More about cosmic rays
The Birth of a Radiation Belt on 24 March 1991
High Energy Particles in the Universe
When the US in 1962 exploded a hydrogen bomb in space, above the Pacific, a new belt of very fast electrons signaled its presence by broadcasting characteristic radio waves. Satellites in space detect many other waves from the Earth's magnetosphere, and radio waves are also emitted by fast particles (especially electrons) trapped by Jupiter and by other planets, as well as by some objects in the distant universe. The best known distant sources are pulsars, very compact remnants of stars which have "gone supernova." They are believed to spin rapidly and to have enormously strong magnetic fields.
High-energy particles in distant space also announce their presence through x-rays and gamma rays. Like all electromagnetic waves (including light) these radiations can only transmit their energy in well-defined packets, known as "photons." Each photon is furthermore emitted by a single particle, and since the photons of x-rays and gamma rays are rather large, particles that emit them need a hefty amount of energy to begin with. Some distant sources of x-rays and gamma rays emit very brief and quite intense bursts of radiation, confronting astronomers with yet another mystery.
More about distant sources of fast particles
Fast Particles from the Sun
When magnetic energy is suddenly released near sunspots, causing flares and coronal mass ejections (see Sun), both ions and electrons seem to be accelerated. In the biggest events, a few times each solar cycle, such ions spread throughout interplanetary space, at energies which can reach those of low-energy cosmic rays. Their intensity around the Earth's orbit may be quite high, and they pose a potential hazard to astronauts who might one day be flying to Mars.
Yohkoh image of x-rays from a magnetic arch
The Sun also accelerates electrons, apparently in greater numbers but to lower energies. Being lighter, they are more tightly held by local magnetic field lines and often, unable to escape, they produce intense bursts of x-rays. The figure above, from the Japanese Yohkoh satellite, gives the image of such an x-ray emission, at the top of an arching bundle of field lines.

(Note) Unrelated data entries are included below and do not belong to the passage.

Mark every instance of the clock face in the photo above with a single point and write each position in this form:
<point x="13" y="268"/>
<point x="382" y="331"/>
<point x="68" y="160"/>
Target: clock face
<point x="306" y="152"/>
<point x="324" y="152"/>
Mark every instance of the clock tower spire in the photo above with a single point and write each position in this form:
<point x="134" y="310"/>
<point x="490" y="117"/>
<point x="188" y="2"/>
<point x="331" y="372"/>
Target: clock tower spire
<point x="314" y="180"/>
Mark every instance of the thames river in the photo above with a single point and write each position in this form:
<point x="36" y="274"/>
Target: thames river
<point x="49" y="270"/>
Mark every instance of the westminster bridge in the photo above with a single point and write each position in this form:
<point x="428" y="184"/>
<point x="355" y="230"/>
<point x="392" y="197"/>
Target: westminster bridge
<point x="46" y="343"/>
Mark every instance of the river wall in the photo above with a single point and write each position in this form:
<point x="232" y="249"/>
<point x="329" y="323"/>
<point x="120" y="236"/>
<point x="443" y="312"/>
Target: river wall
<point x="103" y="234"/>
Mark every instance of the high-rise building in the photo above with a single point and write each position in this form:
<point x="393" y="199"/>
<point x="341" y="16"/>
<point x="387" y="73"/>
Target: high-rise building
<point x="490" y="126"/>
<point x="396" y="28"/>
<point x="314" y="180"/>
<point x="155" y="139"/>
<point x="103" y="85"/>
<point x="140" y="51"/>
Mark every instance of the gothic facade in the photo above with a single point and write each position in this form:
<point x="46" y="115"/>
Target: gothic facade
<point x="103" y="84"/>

Solar energetic ions were first observed in the 1940s, and the ideas of magnetic reconnection and its release of magnetic energy were originally formulated to explain their existence. Unfortunately, reconnecting field lines are invisible, and the region where reconnection is supposed to happen on the Sun is hard to observe. It may therefore be quite relevant that similar processes have been observed in substorms in the magnetospheric tail. True, substorms are still a puzzle, too, but at least they take place within reach of scientific satellites.